How have I not heard more about this?

  

I stopped in my local comic shop this weekend (the same expedition I discovered Transit Man on) and stumbled across something kind of cool: FANTASTIC FOUR: THE LOST ADVENTURE by Stan Lee & Jack Kirby (with a little help from their Frenz). I vaguely remember hearing about this coming out but I couldn't swear by it, which is weird, because this should be a Big Deal. As the story goes, Stan Lee and Jack Kirby of course produced 102 consecutive issues of FANTASTIC FOUR and something like six annuals. There was a 103rd story they'd begun in 1970, but never finished for reasons I don't completely understand, although I imagine it had to do with Kirby quitting Marvel for DC around the same time. A few months later, however, I guess Marvel wanted to piss in DC's Wheaties, so they ressurected the story in FF #108. The problem was, it was a completely bastardized, cut-and-paste job fashioned by Lee and John Buscema as a flashback to fit into then-continuity.

In this new one-shot, Lee and Joe Sinnott have reunited to complete the issue in a more faithful fashion, with journeyman Ron Frenz filling in the visual blanks. The issue also includes complete reproductions of Kirby's unlinked penciled pages, as well as notes and analysis by Kirby-expert John Morrow, and a complete reprint of the FF #108 version to compare and contrast.

I really liked this. The new version of the story (or, more importantly, Kirby's) is definitely better than the hacked out version in #108. Also, being able to compare and contrast Kirby's original roughs with the Lee/Buscema FF #108 version and this new version was kind of a fascinating peek into the Marvel Method, which has a certain Choose Your Own Adventure quality to it that clearly didn't serve the story well in #108's case.

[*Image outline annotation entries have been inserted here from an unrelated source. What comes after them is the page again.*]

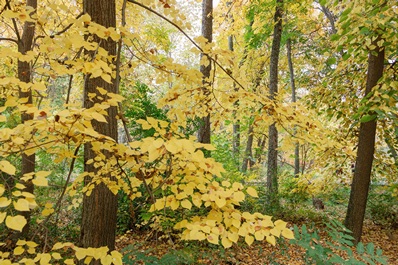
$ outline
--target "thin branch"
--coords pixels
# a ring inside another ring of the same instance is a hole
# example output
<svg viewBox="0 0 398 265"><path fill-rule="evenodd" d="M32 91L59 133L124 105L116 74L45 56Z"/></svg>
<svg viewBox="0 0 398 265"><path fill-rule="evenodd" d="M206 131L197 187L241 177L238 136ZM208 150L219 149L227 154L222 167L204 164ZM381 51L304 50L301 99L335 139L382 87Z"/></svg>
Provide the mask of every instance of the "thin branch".
<svg viewBox="0 0 398 265"><path fill-rule="evenodd" d="M201 53L203 53L204 55L208 56L208 58L210 60L212 60L218 67L220 67L220 69L226 73L237 85L239 85L243 90L246 90L245 87L238 81L236 80L235 77L233 77L231 75L231 73L229 71L227 71L216 59L214 59L213 57L211 57L208 53L205 53L203 51L203 49L191 38L189 37L189 35L180 27L178 26L176 23L174 23L173 21L171 21L170 19L168 19L167 17L163 16L162 14L160 14L159 12L156 12L155 10L153 10L150 7L145 6L144 4L141 4L137 1L134 0L127 0L128 2L138 5L146 10L148 10L149 12L157 15L158 17L162 18L163 20L165 20L166 22L168 22L169 24L171 24L172 26L174 26L179 32L181 32Z"/></svg>
<svg viewBox="0 0 398 265"><path fill-rule="evenodd" d="M0 41L2 41L2 40L4 40L4 41L11 41L11 42L15 42L16 44L18 44L18 41L17 41L17 40L14 40L14 39L12 39L12 38L0 38Z"/></svg>

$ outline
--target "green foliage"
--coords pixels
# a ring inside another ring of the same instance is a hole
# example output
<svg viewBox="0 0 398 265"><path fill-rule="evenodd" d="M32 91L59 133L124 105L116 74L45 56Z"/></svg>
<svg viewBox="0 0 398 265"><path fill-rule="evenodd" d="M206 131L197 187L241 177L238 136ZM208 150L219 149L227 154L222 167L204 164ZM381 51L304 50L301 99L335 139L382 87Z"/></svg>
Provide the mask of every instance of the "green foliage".
<svg viewBox="0 0 398 265"><path fill-rule="evenodd" d="M374 223L385 228L398 228L398 200L391 188L373 186L367 210Z"/></svg>
<svg viewBox="0 0 398 265"><path fill-rule="evenodd" d="M194 252L190 249L171 250L169 253L158 258L150 256L151 249L144 252L137 250L137 245L129 245L122 251L123 264L146 264L146 265L183 265L197 264L195 262Z"/></svg>
<svg viewBox="0 0 398 265"><path fill-rule="evenodd" d="M144 84L137 82L133 87L133 93L125 95L125 117L129 120L131 135L136 139L151 137L155 133L154 128L144 130L136 122L139 119L152 117L159 120L167 120L166 111L159 109L151 98L152 91Z"/></svg>
<svg viewBox="0 0 398 265"><path fill-rule="evenodd" d="M354 238L340 222L332 219L330 223L326 223L326 226L329 239L324 243L319 236L319 230L314 226L307 228L303 225L301 231L296 225L294 226L295 239L290 242L305 249L303 256L305 264L387 264L382 251L375 250L373 243L367 245L359 243L354 249L357 254L355 255L352 243ZM348 259L343 258L341 253L344 253Z"/></svg>

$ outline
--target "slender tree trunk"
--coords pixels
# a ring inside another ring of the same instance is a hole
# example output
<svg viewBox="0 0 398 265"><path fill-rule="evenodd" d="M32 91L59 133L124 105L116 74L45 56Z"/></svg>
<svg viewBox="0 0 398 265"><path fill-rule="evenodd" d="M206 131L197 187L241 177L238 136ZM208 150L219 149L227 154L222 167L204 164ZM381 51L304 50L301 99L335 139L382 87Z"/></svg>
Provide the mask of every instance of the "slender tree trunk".
<svg viewBox="0 0 398 265"><path fill-rule="evenodd" d="M227 6L230 7L232 2L227 2ZM231 25L234 23L234 19L232 16L232 12L229 14L229 19ZM230 35L228 36L228 49L233 52L234 51L234 36ZM236 86L234 83L234 91L238 92L239 88ZM237 100L234 103L234 111L233 111L233 118L234 118L234 124L232 125L232 154L234 157L234 160L236 161L236 164L239 165L239 155L240 155L240 121L239 119L236 119L236 114L237 114L237 108L239 107L239 100ZM239 166L238 166L239 168Z"/></svg>
<svg viewBox="0 0 398 265"><path fill-rule="evenodd" d="M292 102L296 102L296 84L294 80L294 68L293 68L293 59L292 59L292 45L291 39L287 40L286 43L287 49L287 62L289 64L289 75L290 75L290 86L292 88ZM294 132L296 132L296 128L294 128ZM298 177L300 174L300 145L296 143L294 147L294 176Z"/></svg>
<svg viewBox="0 0 398 265"><path fill-rule="evenodd" d="M116 26L115 0L84 1L84 11L89 14L92 21L105 27ZM109 39L98 39L92 36L94 41L100 43L100 47L108 51L109 55L116 56L116 43ZM87 52L89 57L95 56L93 52ZM102 87L108 92L116 93L115 80L109 84L101 78L90 78L86 76L84 84L84 107L91 108L96 103L105 100L100 97L90 99L89 94L97 94L97 87ZM117 140L117 109L108 109L107 123L93 121L94 129L104 135ZM105 154L109 155L109 154ZM84 170L89 173L96 173L98 169L94 163L87 164L97 154L92 150L90 144L84 146ZM110 173L107 176L111 178ZM91 182L91 177L86 177L85 185ZM103 183L96 185L90 196L83 197L83 213L81 224L81 244L83 247L107 246L110 250L115 249L116 234L117 196L114 195ZM93 264L99 264L94 261Z"/></svg>
<svg viewBox="0 0 398 265"><path fill-rule="evenodd" d="M376 39L373 43L376 47L378 40ZM372 88L377 85L377 81L383 76L383 67L384 47L377 47L375 51L369 52L365 96L371 93ZM375 113L369 114L374 115ZM361 123L354 178L352 180L350 200L345 218L345 226L352 231L355 243L361 240L362 235L372 171L375 137L376 120Z"/></svg>
<svg viewBox="0 0 398 265"><path fill-rule="evenodd" d="M202 2L202 36L207 39L210 43L213 41L213 0L203 0ZM207 56L205 54L201 54L201 57ZM201 65L200 72L203 75L203 91L206 97L210 96L210 73L211 73L211 61L209 58L209 65ZM207 110L209 111L210 99L206 99L205 102L207 106ZM207 116L201 119L201 123L198 130L198 141L200 143L210 143L210 113ZM210 152L205 150L205 156L209 157Z"/></svg>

There are things that bugged me about the new version, though. Stan Lee's work over the last 30 years reminds me a lot of Paul McCartney at his worst: there's this kind of palpable desperation to follow trends and be "hip" that undercuts his very real talent when he should just do what he does (that whole "Stan Lee Imagines DC" thing was the "Ebony & Ivory" of comics crossovers). Lee insists on dropping references in the new dialogue to things like Doonesbury and DSL lines, creating a weirdly anachronistic and thoroughly unnecessary effect considering that the packaging makes it abundantly clear you're reading what purports to be a faithful interpretation of Kirby's existing roughs from 1970. Now, if Lee had the Thing complaining about Feiffer's strip in the Voice having too many words, that would have been cool. 

Also, the cover design sucks (that's not the final cover above, although it would have been better), and the modern lettering is often poorly placed, generic and jarring. Where's Artie Simek when you need him? Plus, all of the old lettering from FF #108 was scanned as a halftone along with Kirby's art, while all of the brand-new lettering is printed as line art, which is kind of cool insofar as you can totally judge the old vs. new, but kind of bad as far as establishing any verisimilitude

That said, Kirby's original story is restored fairly well, as the copious background material proves, and it's a pretty fun Kirby yarn overall. I'll be damned if Sinnott isn't still Kirby's best inker. I would have preferred that Marvel hired someone other than Lee and Frenz to finish off the dialogue and missing pencils: Mark Evanier and Steve Rude would have been good, although Lee/Frenz acquitted themselves better than I would have imagined (and it's hard to argue giving Lee a shot at it). If you like Kirby, it's a really a must-have; it's kind of like the "Free As a Bird" and "Real Love" tracks that came with the Beatles Anthology. I guess that means Kirby is Lennon, Lee is Paul/George/Ringo, and Ron Frenz is the Jeff Lynne of the bunch. I'm not doing a very good job of recommending this comic, but I did like it.